Two words: parliamentary expenses. What do you say now, Steve? Or do you think the MP's got an unfairly rough ride there?

We need to know a lot more about the activities of bankers*, powerful business leaders, senior civil servants, police and, of course, what is happening behind the closed doors of media empires. This is a story about who runs Britain, and as light is shone we discover horrors. The light must not fade again.


All our public institutions deserve much tougher scrutiny than they get and at all levels, not just the police or "senior civil servants". And I wonder if the "media empires" will include the saintly Independent.

But of course, this will all blow over, much as the expenses scandal did.
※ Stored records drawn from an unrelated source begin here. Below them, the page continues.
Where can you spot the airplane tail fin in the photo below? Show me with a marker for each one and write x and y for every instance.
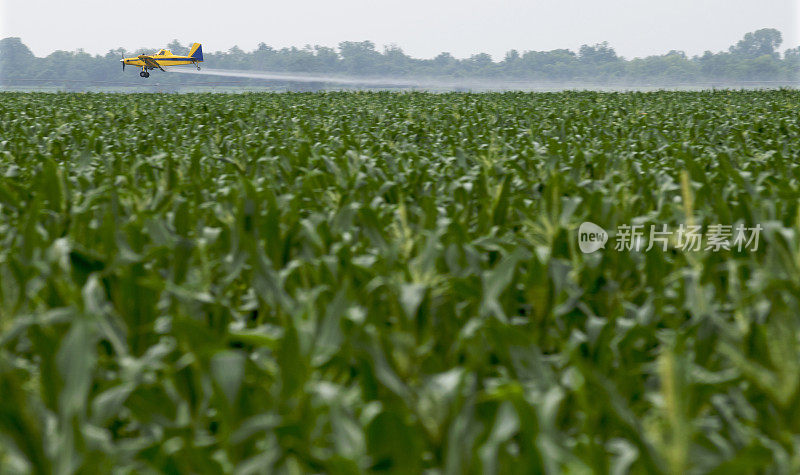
(196, 52)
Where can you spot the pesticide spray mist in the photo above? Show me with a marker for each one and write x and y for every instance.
(379, 82)
(299, 77)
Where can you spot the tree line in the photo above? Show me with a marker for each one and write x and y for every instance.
(754, 58)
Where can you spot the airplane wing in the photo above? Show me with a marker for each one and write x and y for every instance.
(150, 62)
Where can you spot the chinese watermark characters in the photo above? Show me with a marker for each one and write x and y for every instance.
(686, 238)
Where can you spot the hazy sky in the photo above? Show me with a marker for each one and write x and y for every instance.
(422, 28)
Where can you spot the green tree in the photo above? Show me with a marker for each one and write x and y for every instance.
(758, 43)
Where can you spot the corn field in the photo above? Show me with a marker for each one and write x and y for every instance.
(392, 282)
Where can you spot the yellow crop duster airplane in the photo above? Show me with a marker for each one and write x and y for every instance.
(164, 57)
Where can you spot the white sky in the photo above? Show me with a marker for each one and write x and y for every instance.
(422, 28)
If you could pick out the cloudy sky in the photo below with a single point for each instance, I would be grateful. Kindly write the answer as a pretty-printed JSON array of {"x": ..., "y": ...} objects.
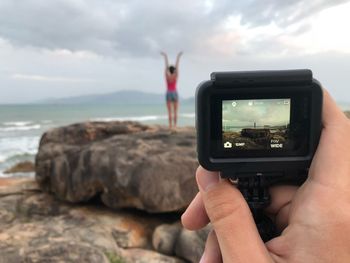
[
  {"x": 244, "y": 113},
  {"x": 63, "y": 48}
]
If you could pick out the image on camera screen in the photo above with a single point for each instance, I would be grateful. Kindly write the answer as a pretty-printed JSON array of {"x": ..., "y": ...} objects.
[{"x": 255, "y": 124}]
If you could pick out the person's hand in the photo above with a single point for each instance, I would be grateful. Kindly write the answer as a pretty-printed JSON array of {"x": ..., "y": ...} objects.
[{"x": 315, "y": 217}]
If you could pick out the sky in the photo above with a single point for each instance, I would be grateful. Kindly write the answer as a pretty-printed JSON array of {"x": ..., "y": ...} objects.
[
  {"x": 64, "y": 48},
  {"x": 240, "y": 113}
]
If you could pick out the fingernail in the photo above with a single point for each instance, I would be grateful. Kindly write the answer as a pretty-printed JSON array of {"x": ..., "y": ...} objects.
[{"x": 207, "y": 180}]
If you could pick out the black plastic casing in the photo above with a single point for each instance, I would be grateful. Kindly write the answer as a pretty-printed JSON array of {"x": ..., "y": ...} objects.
[{"x": 260, "y": 83}]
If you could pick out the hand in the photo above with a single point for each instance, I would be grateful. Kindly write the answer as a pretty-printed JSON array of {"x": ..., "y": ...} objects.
[{"x": 315, "y": 217}]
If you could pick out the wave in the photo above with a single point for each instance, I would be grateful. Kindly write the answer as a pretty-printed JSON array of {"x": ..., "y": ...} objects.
[
  {"x": 20, "y": 128},
  {"x": 17, "y": 123},
  {"x": 142, "y": 118},
  {"x": 22, "y": 148},
  {"x": 188, "y": 115},
  {"x": 133, "y": 118},
  {"x": 46, "y": 121}
]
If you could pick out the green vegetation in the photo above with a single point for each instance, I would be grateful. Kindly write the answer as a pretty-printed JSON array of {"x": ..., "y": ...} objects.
[{"x": 114, "y": 258}]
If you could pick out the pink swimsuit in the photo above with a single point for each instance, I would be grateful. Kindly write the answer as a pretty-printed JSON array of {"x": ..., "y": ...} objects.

We can always count on occasional tweets and press releases from MP's moaning about IPSA to reassure us that they are learning their lessons and that they're never going to do this kind of thing again. Until the next time.

(And if you're that fucked off about what News of the Screws did, why are you railing at them for supplying something that millions of people paid to read week in and week out? Why aren't you attacking the people that wanted those dire little titbits?)

*Banker bashing. Yawn.

Monday, 4 July 2011

Thoughts on hacking Milly Dowler's phone

Predictably, the Twitter has exploded. Left, right and centre are apoplectic with rage. Calls for Rebekah Brooks's head, Andy Coulson's head, Rupert Murdoch's head, Jeremy Hunt's head and the death of the monarchy have all crossed my timeline.

And The News of the Screws was bang out of line. Whoever was in charge at the time (I really don't give a flying fuck who it was) should grow a set and take responsibility.

But I do wonder about the rage. Milly Dowler clearly doesn't give a fuck. And really, I don't think the largely left-wing clitterati aren't normally unduly vexed about the government doing things like this, or about the papers doing this sort of thing to other people.

Nobody's complaining about the Police being implicated in helping and / or covering up journalists doing this.

And I'm amused to see that other papers are generally not being too savage in their reporting of this, I can only assume they don't want to crow too loud lest it wake skeletons in their own closets.

I also don't recall this fulminating lefty hatred for Murdoch when he was in Tony Blair's camp.

Let's face it, this was disgusting and shameful. But I bet it's no more disgusting or shameful than stuff all the papers get up to every single day. They're all at it. The government keeps equally invasive tabs on us. The police do it to suspected criminals and if those suspects are exonerated, fuck all gets said about that.

And the idea that Rupert Murdoch personally knew about it and approved it is laughable.

Nah, fuck it. This is just a convenient excuse for some moral outrage, the lefties are using it as a hook to beat up a media mogul because he's not on their side any more.

Everyone else who is outraged seems to think it was because a dead girl it's somehow worse than hacking a live sleb or listening in to John Prescott's pie orders.

It's a load of shit. It doesn't matter any more or any less than any of the other hacking or any of the other manufactured bullshit of manufactured personalities devoured avidly by vacuous tits who can't think beyond the latest issue of Heat magazine.

All of the people frothing at the mouth are exactly the same low-life twats who are so obsessed with Peter Andre and Katie Price and Ryan Gigg's sex lives that they drive this kind of demand for salacious titbits.

We get the government we deserve. We also get the media we deserve.